Imran Khan, l’ex primo ministro pachistano sollevato dal suo ruolo mesi fa dal Parlamento, minaccia una nuova marcia sulla capitale dopo che la Commissione elettorale lo ha squalificato anche dal suo ruolo di membro dell’Assemblea con una sentenza della settimana scorsa secondo cui «cessa di essere membro dell’Assemblea nazionale del Pakistan e il suo seggio è di conseguenza vacante». La reazione alla sentenza di venerdì scorso (false dichiarazioni e appropriazione personale di regali di stato per 650 euro) ha già visto scendere in piazza i suoi sostenitori e ci sono stati i primi incidenti.

Poi Khan ha chiesto loro di desistere in attesa di una grande «marcia», riservandosi di annunciarne la data. Intanto continua la battaglia legale. Secondo i suoi la squalifica di Khan è motivata politicamente. Chi lo vuole fuori sostiene che vale da subito e lo esclude dall’attuale mandato parlamentare, iniziato nel 2018. Per altri varrebbe invece per cinque anni, impedendogli quindi di correre alle prossime elezioni.

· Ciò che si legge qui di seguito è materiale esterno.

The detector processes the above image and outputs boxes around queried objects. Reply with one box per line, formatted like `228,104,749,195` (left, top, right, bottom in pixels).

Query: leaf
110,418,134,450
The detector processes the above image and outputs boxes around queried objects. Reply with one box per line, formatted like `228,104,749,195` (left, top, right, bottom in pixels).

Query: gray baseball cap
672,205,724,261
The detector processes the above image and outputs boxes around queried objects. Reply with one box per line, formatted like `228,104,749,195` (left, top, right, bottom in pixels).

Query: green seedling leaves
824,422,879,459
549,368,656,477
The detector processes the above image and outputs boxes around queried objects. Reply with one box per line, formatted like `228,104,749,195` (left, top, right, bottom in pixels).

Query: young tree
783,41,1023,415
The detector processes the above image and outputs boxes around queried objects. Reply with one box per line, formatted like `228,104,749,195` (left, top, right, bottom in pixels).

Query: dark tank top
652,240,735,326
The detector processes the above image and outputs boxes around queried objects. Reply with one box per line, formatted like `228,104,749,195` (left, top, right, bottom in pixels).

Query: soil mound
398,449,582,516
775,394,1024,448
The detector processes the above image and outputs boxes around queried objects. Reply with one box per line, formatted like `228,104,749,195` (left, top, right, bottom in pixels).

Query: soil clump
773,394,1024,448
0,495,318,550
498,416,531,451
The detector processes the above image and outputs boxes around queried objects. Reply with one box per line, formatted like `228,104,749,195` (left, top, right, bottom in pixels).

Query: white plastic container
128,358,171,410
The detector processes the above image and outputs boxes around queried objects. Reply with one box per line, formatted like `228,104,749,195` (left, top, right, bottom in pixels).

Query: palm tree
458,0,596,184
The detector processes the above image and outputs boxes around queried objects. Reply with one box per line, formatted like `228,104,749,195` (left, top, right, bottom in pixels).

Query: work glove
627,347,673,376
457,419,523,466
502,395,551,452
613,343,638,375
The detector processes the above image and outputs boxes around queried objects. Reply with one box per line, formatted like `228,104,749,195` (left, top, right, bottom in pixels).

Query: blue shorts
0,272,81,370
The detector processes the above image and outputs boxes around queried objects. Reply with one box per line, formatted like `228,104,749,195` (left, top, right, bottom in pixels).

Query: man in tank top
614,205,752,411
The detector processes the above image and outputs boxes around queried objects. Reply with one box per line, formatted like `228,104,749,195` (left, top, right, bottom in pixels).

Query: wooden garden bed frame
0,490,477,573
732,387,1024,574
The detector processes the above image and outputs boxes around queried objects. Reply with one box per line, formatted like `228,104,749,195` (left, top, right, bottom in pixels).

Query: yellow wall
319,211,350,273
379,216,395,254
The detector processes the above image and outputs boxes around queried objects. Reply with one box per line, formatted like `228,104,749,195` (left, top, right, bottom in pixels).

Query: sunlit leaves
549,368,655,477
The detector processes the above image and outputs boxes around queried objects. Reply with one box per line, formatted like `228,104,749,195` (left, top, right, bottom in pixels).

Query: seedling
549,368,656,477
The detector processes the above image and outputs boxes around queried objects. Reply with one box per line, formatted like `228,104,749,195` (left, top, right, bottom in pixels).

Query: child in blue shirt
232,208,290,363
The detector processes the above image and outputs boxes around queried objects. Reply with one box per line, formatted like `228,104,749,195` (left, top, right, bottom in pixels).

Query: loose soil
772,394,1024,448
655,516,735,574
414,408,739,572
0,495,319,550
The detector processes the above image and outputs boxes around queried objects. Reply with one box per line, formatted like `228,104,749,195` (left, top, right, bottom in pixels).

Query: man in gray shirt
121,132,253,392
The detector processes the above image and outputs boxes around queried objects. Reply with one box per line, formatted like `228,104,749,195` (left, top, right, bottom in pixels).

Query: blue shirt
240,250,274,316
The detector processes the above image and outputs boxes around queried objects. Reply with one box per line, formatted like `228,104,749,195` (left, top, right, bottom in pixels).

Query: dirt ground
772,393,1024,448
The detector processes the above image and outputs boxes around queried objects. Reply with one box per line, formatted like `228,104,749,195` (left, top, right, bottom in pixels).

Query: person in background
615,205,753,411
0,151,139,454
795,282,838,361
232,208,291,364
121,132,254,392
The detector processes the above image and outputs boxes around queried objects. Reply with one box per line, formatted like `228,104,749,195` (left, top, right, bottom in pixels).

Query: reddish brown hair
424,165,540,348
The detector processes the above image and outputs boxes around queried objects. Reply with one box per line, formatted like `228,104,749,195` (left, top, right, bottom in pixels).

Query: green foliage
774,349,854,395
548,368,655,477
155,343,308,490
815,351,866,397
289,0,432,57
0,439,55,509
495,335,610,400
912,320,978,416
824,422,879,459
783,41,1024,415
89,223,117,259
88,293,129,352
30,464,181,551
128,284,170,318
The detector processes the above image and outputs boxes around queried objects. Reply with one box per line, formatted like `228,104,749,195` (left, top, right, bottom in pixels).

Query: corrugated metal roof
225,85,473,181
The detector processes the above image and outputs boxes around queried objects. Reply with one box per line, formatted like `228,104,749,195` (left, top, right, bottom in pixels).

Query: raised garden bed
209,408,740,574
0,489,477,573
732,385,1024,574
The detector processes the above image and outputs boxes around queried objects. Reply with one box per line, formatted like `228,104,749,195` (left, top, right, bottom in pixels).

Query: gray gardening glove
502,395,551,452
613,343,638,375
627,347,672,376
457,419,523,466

Di fatto il verdetto contro il capo del Pakistan Tehreek-e-Insaf, che gode ancora di grande popolarità specie tra i più poveri, giunge nel momento in cui non solo il suo partito ha vinto una serie di elezioni suppletive (persino in Punjab, roccaforte dei suoi avversari), ma vola nei sondaggi.

Fonti dell’ufficio del primo ministro Shehbaz Sharif (della Lega musulmana) hanno fatto sapere al quotidiano Dawn che giudicano la protesta contro la squalifica di Khan non così intensa come il governo si aspettava e che la reazione «inadeguata» dei suoi avrebbe disorientato lo stesso ex primo ministro che ha poi dovuto chiedere ai sostenitori di annullare le proteste in varie parti del Paese. Valutazioni che tradiscono nervosismo.